The amygdala comprises almond-shaped clusters of neurons located deep in the center of the brain’s temporal lobe. It is part of the brain’s limbic system, which is involved with motivation, emotions, and fear, as well as anxiety, addiction, and pain.
Scientists know that II mGluRs in the amygdala serve two opposing functions. On the one hand, they can increase pain by triggering an excitatory response. On the other, they can trigger an inhibitory response that reduces pain.
To test whether they were involved in the pain relief offered by LY379268, the researchers blocked the receptors to see if this would switch off the pain relieving effect of the compound.
“And it did, actually,” says Neugebauer. “So imagine you inject this drug systemically, you block the receptors only in the amygdala, and the analgesic, or pain relieving, effect of the drug is gone.”
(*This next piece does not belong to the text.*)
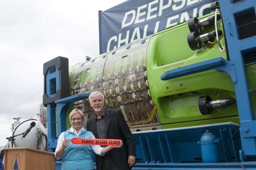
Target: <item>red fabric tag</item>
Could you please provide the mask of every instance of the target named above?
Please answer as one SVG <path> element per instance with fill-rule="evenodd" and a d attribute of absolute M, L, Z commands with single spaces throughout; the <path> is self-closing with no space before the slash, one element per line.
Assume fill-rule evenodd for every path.
<path fill-rule="evenodd" d="M 120 144 L 121 140 L 120 139 L 105 139 L 73 138 L 71 141 L 73 144 L 118 146 Z"/>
The team’s results may have significant implications for future research.
“[It] means the effect of the compound has not really been through an action in the spinal cord, but through an action in the area of interest in the brain, which is the amygdala,” summarizes Neugebauer.
“[B]asically, the entire pain relieving effect of the drug can be explained by an action in the brain, not in the spinal cord.”
Volker E. Neugebauer
Although LY379268 does affect the spinal cord, the effect is not a direct one, and it is not involved in the reduction of pain.
The TTUHSC study suggests that LY379268 deserves further exploration as a painkiller for humans. “When it’s given systemically, it works, and now we know it works in the brain,” says Neugebauer.
“It produces pain relieving effects and also eases anxiety, so it could prove to be a very good pain medication.”
Firstly, however, Neugebauer wants to find out whether LY379268 would prove as successful in older mice as it has been for the younger animals studied.
If it does, “it may open up new avenues for investigating chronic pain, long term pain from arthritis, and other similar conditions.”
It is an area Neugebauer plans to explore, saying, “In the context of aging, there is really a big knowledge gap, so that’s a direction I think we’re going to go.”